In the session “What Should Pro-D Look Like?”, the following question was asked by someone who said she did not wish to name which school district office she was from and who apologized ahead of time for the attached cynicism: “Where is the quality control in an UNconference structure where you have a somewhat homogeneous collection of individuals who don’t necessarily have the credentials to speak to a topic? Where is the control?” In the UNconference format, the general rules are that a presenter should speak for approximately 15minutes and the rest of the time (30-45min) is open for discussion and participation. The quality control is in the latter period of time allotted for each session. Those with experience in the classroom, or those with their own children, are free to respectfully agree or disagree with anyone in the room. Is there another more effective form of quality control than from people with first-hand experience? In any arena, those with experience cannot be fooled and it is human nature to stand up for what is right. Parents and educators alike are some of the very best at putting the future of the youth at the top of the priority list.

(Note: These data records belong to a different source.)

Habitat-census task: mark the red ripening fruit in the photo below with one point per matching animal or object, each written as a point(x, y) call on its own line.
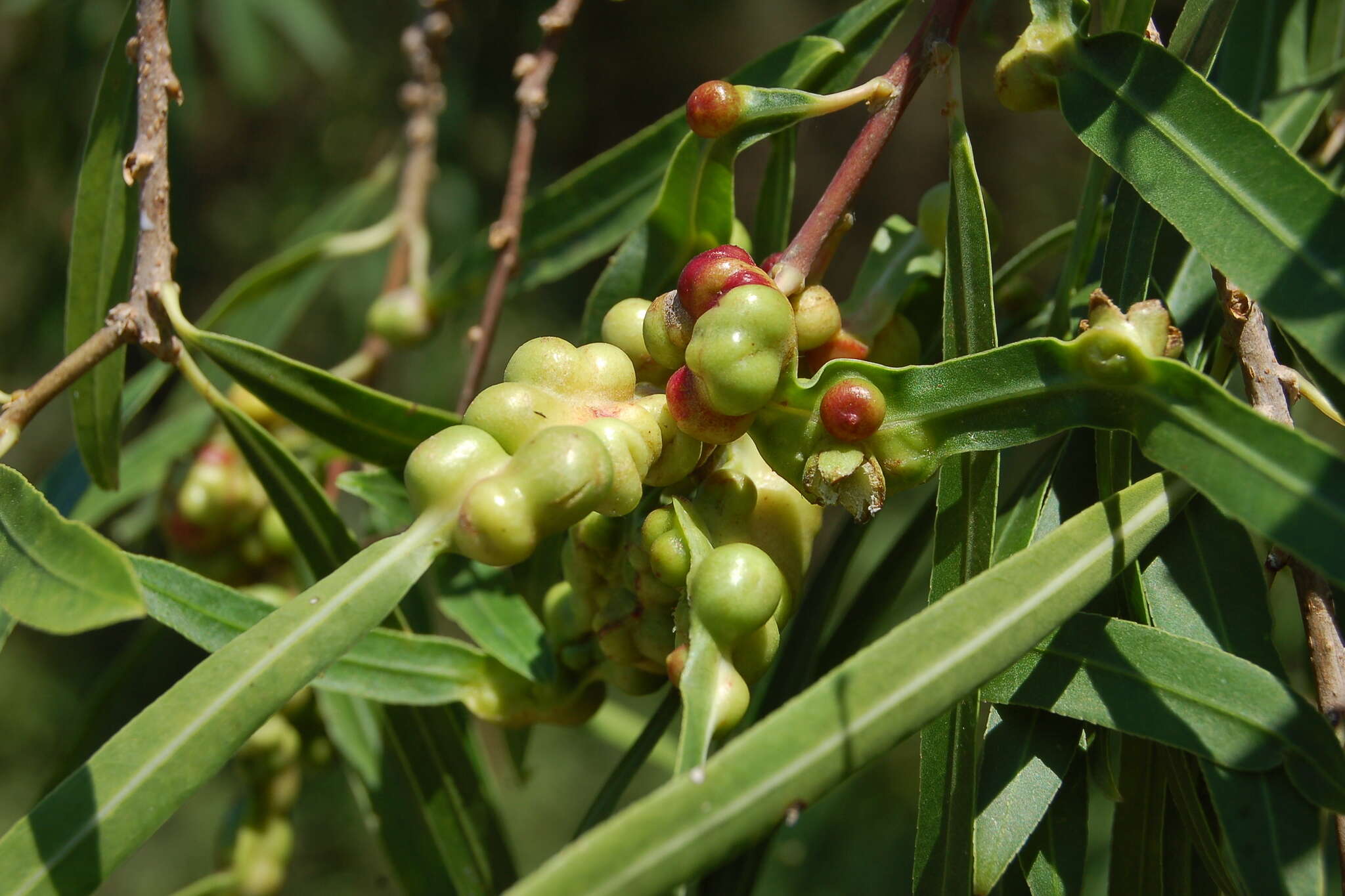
point(713, 273)
point(713, 109)
point(844, 344)
point(853, 410)
point(695, 417)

By the end of the day, there were so many rich and deep conversations. However, one burning question lingered in me: What can I do to offer more people, who are interested in education, the opportunity to participate in such a great experience? From the sessions I attended, there was a fair amount of alignment in the thoughts around the Collaboration Timetable Model and the Unconference Model. I am currently exploring the possibility of adopting the Collaboration Timetable to my current school’s timetable and now I have even more passion to make it happen. The other thought I had was to collaboratively plan a day with schools from other districts and engage in an Unconference. It seems from the Twitterverse that I am not the only one with this thought. The ideas that are now in my head are like seeds that have been planted and I can’t wait to see what they grow into. I am so thankful to have been a part of the Edcamp Vancouver experience. If you have planted seeds yourself, I would love to hear what they are!